Loading Data from Web-APIs

Supported protocols are file, http, https, s3, gs, hdfs with redirect allowed.

If no procedure is provided, this procedure will try to check whether the URL is actually a file.

As apoc.import.file.use_neo4j_config is enabled, the procedures check whether file system access is allowed and possibly constrained to a specific directory by reading the two configuration parameters dbms.security.allow_csv_import_from_file_urls and dbms.directories.import respectively. If you want to remove these constraints please set apoc.import.file.use_neo4j_config=false

CALL apoc.load.json('http://example.com/map.json', [path], [config]) YIELD value as person CREATE (p:Person) SET p = person

load from JSON URL (e.g. web-api) to import JSON as stream of values if the JSON was an array or a single value if it was a map

CALL apoc.load.xml('http://example.com/test.xml', ['xPath'], [config]) YIELD value as doc CREATE (p:Person) SET p.name = doc.name

load from XML URL (e.g. web-api) to import XML as single nested map with attributes and _type, _text and _children fields.
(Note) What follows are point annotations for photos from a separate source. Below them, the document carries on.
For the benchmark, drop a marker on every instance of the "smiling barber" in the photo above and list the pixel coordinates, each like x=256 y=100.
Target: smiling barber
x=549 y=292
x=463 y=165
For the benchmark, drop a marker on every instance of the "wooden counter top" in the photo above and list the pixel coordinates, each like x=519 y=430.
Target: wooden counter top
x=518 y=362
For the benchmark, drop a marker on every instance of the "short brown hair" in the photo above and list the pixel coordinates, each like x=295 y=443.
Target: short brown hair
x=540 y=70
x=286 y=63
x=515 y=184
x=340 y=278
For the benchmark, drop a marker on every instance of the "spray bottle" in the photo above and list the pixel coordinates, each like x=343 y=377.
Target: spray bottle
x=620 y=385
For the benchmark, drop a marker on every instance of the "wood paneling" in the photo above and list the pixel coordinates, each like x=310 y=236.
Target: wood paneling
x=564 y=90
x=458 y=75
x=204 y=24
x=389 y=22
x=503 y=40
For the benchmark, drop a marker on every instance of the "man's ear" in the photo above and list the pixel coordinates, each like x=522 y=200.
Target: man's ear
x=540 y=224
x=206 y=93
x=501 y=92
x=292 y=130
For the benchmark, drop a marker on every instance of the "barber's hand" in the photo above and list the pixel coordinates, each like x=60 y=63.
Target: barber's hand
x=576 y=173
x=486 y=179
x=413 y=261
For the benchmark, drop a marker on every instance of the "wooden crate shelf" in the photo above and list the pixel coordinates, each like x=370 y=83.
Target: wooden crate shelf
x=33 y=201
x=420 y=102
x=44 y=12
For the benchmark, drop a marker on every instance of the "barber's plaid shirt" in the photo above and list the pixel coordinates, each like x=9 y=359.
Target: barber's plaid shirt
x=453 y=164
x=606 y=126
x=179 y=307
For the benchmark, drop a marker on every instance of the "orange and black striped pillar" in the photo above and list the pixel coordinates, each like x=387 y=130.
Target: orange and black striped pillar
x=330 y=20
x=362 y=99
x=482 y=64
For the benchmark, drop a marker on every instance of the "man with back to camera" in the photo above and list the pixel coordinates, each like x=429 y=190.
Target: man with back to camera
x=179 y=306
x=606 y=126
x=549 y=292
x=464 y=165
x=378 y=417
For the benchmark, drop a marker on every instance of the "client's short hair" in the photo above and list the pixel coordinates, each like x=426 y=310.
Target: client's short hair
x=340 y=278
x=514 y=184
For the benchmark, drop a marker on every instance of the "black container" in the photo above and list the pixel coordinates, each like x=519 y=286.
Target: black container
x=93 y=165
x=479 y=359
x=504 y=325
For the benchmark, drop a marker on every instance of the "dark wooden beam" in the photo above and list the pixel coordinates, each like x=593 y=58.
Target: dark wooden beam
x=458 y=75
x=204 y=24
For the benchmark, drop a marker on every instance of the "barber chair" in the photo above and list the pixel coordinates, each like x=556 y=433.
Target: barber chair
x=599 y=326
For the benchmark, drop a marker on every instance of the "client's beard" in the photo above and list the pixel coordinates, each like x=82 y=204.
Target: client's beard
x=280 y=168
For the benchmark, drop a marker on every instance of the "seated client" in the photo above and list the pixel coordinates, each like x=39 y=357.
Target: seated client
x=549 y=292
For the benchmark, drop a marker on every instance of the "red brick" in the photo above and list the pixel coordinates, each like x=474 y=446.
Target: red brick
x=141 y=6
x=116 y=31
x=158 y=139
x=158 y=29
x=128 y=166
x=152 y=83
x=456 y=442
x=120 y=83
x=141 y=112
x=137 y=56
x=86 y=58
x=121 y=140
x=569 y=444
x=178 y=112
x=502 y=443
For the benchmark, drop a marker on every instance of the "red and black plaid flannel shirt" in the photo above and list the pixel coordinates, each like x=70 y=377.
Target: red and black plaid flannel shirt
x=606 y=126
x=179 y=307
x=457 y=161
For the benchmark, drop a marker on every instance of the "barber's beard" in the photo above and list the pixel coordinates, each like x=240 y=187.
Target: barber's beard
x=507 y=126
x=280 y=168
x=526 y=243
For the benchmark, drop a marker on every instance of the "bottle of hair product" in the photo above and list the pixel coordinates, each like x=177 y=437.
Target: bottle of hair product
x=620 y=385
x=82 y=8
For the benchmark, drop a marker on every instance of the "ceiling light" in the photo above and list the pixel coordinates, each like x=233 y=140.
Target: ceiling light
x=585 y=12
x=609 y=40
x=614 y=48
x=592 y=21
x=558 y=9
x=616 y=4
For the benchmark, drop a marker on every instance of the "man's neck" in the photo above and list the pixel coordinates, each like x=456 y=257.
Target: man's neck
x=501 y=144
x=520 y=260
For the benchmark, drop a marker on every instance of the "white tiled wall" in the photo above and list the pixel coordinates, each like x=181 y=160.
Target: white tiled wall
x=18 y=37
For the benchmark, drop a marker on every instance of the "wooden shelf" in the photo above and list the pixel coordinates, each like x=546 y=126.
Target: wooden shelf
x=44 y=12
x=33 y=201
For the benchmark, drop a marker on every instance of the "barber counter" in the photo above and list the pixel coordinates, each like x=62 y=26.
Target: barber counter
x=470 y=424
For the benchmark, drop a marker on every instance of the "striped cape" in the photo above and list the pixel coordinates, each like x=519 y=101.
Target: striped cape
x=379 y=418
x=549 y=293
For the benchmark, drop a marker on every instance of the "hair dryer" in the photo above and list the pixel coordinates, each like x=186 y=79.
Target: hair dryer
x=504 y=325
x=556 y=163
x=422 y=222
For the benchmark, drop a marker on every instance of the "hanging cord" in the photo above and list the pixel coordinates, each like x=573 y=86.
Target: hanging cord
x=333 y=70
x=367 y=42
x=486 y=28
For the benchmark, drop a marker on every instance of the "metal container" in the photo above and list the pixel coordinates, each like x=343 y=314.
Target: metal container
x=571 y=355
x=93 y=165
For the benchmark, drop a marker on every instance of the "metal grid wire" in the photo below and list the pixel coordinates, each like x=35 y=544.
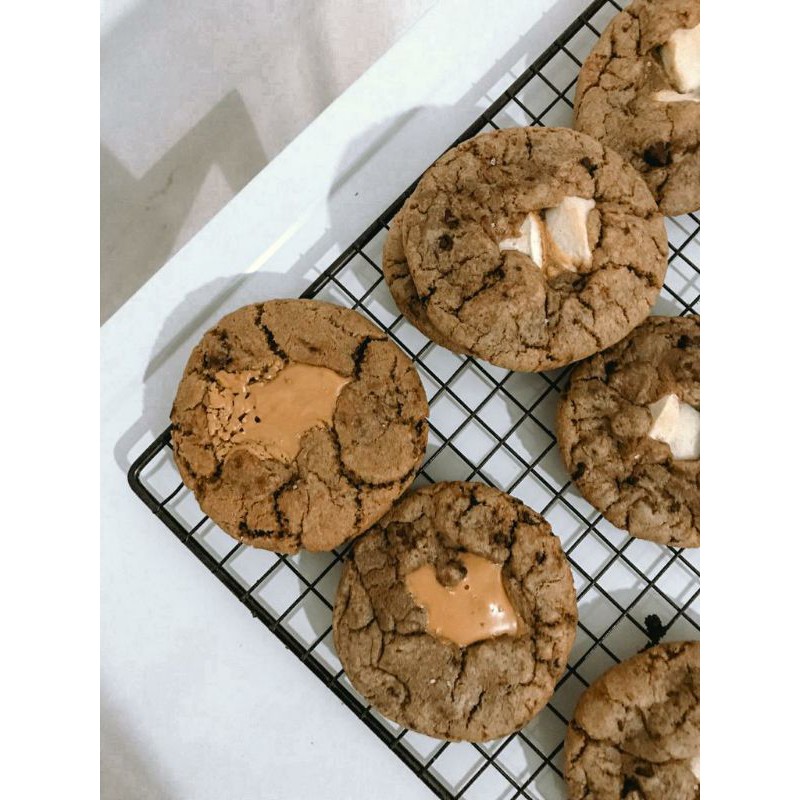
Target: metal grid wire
x=489 y=425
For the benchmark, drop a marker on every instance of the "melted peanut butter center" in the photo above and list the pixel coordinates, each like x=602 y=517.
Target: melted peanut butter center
x=475 y=608
x=276 y=413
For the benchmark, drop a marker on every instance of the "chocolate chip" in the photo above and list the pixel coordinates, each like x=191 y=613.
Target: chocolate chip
x=655 y=628
x=629 y=785
x=658 y=154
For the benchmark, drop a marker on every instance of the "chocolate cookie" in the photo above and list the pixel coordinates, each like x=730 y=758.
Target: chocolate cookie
x=635 y=733
x=297 y=424
x=456 y=613
x=395 y=271
x=639 y=93
x=628 y=428
x=534 y=247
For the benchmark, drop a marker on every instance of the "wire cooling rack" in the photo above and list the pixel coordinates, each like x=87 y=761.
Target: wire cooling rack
x=489 y=425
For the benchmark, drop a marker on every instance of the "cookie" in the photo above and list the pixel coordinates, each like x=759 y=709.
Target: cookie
x=398 y=279
x=534 y=247
x=638 y=92
x=635 y=733
x=628 y=428
x=455 y=614
x=297 y=424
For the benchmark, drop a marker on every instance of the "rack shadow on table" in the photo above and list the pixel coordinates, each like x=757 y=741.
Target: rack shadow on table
x=489 y=425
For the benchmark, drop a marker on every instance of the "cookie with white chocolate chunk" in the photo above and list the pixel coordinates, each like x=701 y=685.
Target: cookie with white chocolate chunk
x=455 y=614
x=533 y=247
x=297 y=424
x=639 y=93
x=635 y=733
x=628 y=428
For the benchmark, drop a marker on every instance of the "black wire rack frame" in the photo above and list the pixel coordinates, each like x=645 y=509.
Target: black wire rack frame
x=488 y=425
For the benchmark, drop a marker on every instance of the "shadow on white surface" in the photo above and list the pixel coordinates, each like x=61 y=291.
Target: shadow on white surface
x=190 y=88
x=125 y=772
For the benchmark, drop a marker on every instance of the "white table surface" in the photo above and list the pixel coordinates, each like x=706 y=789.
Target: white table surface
x=198 y=699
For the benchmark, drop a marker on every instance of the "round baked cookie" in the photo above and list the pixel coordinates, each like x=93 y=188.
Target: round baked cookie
x=456 y=613
x=395 y=272
x=628 y=428
x=639 y=93
x=635 y=733
x=297 y=424
x=534 y=247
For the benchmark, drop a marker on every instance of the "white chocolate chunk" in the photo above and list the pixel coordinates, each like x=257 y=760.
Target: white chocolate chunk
x=529 y=240
x=677 y=424
x=670 y=96
x=681 y=57
x=569 y=234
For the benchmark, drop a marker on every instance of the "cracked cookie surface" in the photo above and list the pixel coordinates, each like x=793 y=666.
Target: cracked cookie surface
x=497 y=303
x=603 y=422
x=344 y=475
x=616 y=101
x=404 y=292
x=635 y=733
x=485 y=689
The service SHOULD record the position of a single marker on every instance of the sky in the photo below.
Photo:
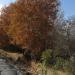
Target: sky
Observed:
(68, 6)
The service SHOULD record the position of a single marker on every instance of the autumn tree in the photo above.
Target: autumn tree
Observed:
(30, 22)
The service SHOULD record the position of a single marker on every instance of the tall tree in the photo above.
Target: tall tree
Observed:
(29, 22)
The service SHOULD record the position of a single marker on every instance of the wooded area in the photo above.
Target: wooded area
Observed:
(38, 28)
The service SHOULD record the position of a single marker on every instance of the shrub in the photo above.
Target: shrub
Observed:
(47, 57)
(59, 63)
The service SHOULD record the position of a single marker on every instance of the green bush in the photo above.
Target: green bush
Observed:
(46, 57)
(59, 63)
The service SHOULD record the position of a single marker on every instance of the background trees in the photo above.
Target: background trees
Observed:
(29, 23)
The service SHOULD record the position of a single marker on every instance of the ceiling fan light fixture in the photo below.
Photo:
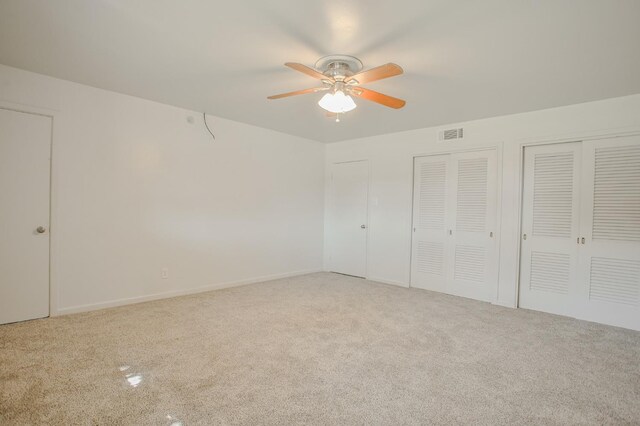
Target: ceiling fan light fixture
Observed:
(337, 102)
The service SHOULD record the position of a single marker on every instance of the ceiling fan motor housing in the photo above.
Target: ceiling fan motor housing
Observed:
(339, 67)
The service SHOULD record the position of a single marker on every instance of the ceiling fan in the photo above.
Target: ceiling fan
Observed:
(341, 76)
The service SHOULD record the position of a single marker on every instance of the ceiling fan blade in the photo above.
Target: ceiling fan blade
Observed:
(298, 92)
(371, 95)
(377, 73)
(309, 71)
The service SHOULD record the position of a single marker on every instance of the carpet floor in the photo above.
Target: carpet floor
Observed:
(317, 349)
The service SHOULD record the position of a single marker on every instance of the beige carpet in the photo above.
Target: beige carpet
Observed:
(317, 349)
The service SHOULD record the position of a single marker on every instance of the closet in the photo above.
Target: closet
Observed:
(454, 242)
(580, 240)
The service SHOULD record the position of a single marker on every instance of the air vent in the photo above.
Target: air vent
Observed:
(451, 134)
CALL apoc.load.csv('url',{sep:";"}) YIELD lineNo, list, strings, map, stringMap

load CSV fom URL as stream of values
config contains any of: {skip:1,limit:5,header:false,sep:'TAB',ignore:['aColumn'],arraySep:';',results:['map','list','strings','stringMap'], nullValues:[''],mapping:{years:{type:'int',arraySep:'-',array:false,name:'age',ignore:false,nullValues:['n.A.']}}

CALL apoc.load.xls('url','Sheet'/'Sheet!A2:B5',{config}) YIELD lineNo, list, map

load XLS fom URL as stream of values
config contains any of: {skip:1,limit:5,header:false,ignore:['aColumn'],arraySep:';'+ nullValues:[''],mapping:{years:{type:'int',arraySep:'-',array:false,name:'age',ignore:false,nullValues:['n.A.']}}

Load Single File From Compressed File (zip/tar/tar.gz/tgz)

When loading data from compressed files, we need to put the ! character before the file name or path in the compressed file. For example:

Loading a compressed CSV file

CALL apoc.load.csv("pathToCompressedFile/file.zip!pathToCsvFileInZip/fileName.csv")

Loading a compressed JSON file

CALL apoc.load.json("https://github.com/neo4j-contrib/neo4j-apoc-procedures/blob/4.3/core/src/test/resources/testload.tgz?raw=true!person.json");

Using S3 protocol

When using the S3 protocol we need to download and copy the following jars into the plugins directory:

aws-java-sdk-core-1.12.136.jar (https://mvnrepository.com/artifact/com.amazonaws/aws-java-sdk-core/1.12.136)
aws-java-sdk-s3-1.12.136.jar (https://mvnrepository.com/artifact/com.amazonaws/aws-java-sdk-s3/1.12.136)
httpclient-4.5.13.jar (https://mvnrepository.com/artifact/org.apache.httpcomponents/httpclient/4.5.13)
httpcore-4.4.15.jar (https://mvnrepository.com/artifact/org.apache.httpcomponents/httpcore/4.4.15)
joda-time-2.10.13.jar (https://mvnrepository.com/artifact/joda-time/joda-time/2.10.13)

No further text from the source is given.